One of the most heard video game publishing horror stories is that a publisher takes the intellectual property rights to your game. While in modern day video games publishing this is very rare, it is still important to assess the consequences of the contract regarding your intellectual property rights.
In addition, it is also important to read our article on the clauses concerning future games.
Basics of intellectual property rights
The main areas of intellectual property
The main areas of intellectual property rights are as follows:
| Intellectual Property Right | What does it protect? | Examples in video games |
| Copyright: | Fixed literary or artistic works that have a certain level of originality | Characters, narrative, artwork, soundtracks, source code, visual effects |
| Trademark: | Signs (words or figures) that distinguish goods and/or services | The name and logo of the game, (main) characters which are recognizable for the franchise |
| Patents: | New, technical inventions | Networking solutions, rendering techniques, hardware innovations, innovative game mechanics (depending on the jurisdiction, as in Europe software as such cannot be patented) |
For most video games, copyright is the primary form of protection. Some characters are also protected by registering them as a trademark, but most assets are subject to copyright only.
When is something protected by copyright?
Copyright protection generally applies automatically once an original work is created. In most jurisdictions it is not required to register copyrighted works. This means that when code is written or art is created, copyright protection automatically applies. This implies that even a work-in-progress is protected by copyright al long as it is sufficiently original and creative choices have been made.
It is important to know that (abstract) ideas, concepts and styles are not protected by copyright. The reason for this is that it is not something that is created and observable yet.
Who is the owner of the copyrights to the game (assets)?
In most jurisdictions, ownership belongs to the person who created the game assets, unless there is an exception.
Some examples of these exceptions are:
- Game assets which are created in the context of an employment relationship are assigned to the employer.
- In the United States there is the ‘work made for hire’ doctrine, which can lead to a situation where the client receives the copyrights to certain commissioned works.
Points of attention when negotiating a video games publishing agreement
Developers usually retain IP rights, but confirm it
In most modern publishing agreements, developers retain ownership of their intellectual property rights. However, this should never be assumed. Always verify the contract language to confirm that the developer remains the IP holder.

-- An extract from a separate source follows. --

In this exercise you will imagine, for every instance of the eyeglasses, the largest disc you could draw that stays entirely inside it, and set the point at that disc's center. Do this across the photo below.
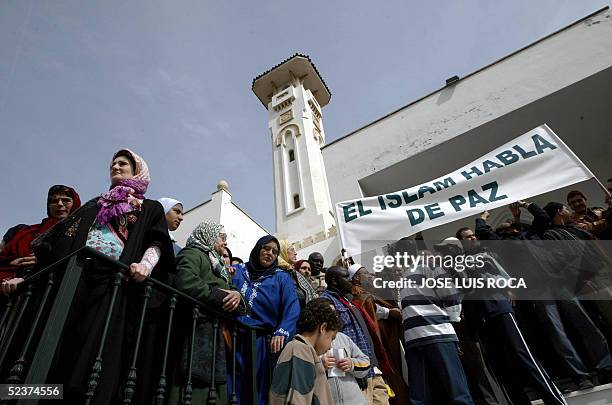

Co-development can lead to co-ownership
Some publishers co-develop games with studios. If the contract does not clearly allocate copyrights, the result can be co-ownership. Depending on the jurisdiction, this can have unintended consequences:
- In some countries, commercial exploitation requires unanimous consent from all owners.
- In some countries, each co-owner may commercially exploit the game independently.
Commercial exploitation also means developing ports, prequels, sequels and spin-offs. This means that co-ownership can have impact on what you can actually still do with your game as a developer. What seems “fair” at first sight can quickly become a legal obstacle if not clearly defined.
Ports and marketing assets may default to the publisher
When publishers develop marketing assets (trailers, banners, key art), ownership may default to them. This usually does not matter during the partnership, but upon termination of the video game publishing agreement it can block developers from continuing to use these assets. For more information about this, read our article on the consequences of termination .
When the publisher develops ports, it is important that the intellectual property rights to these ports are sufficiently transferred to the developer. In case the publisher instructs a third party to develop the ports, it is important to include a provision that the publisher will include a transfer of intellectual property from this party to the publisher. This then allows the publisher to subsequently transfer the intellectual property rights (back) to the developer.
Stuck on legal fine print?
Let us decode it for you.
Beware of transfer-on-breach clauses
The most important clause to watch out for is the transfer on breach clause. This provision transfers the game’s intellectual property rights from the developer to the publisher when the contract is terminated as a result of a breach of the developer.
The idea behind this clause is that it allows the publisher to finish the game and release it, in order to recoup their investments. However, the consequences of these clauses are very severe, as you effectively lose the rights to your game. Therefore, these clauses require a lot of attention to prevent abusive practices.
Before you sign: summary and next steps
Intellectual property rights define who truly controls a video game. Most modern agreements let developers retain ownership, but risks remain, especially in cases of co-development, publisher-created assets, or hidden transfer-on-breach provisions. Ensuring clarity at the contract stage is the best way to protect your game’s future.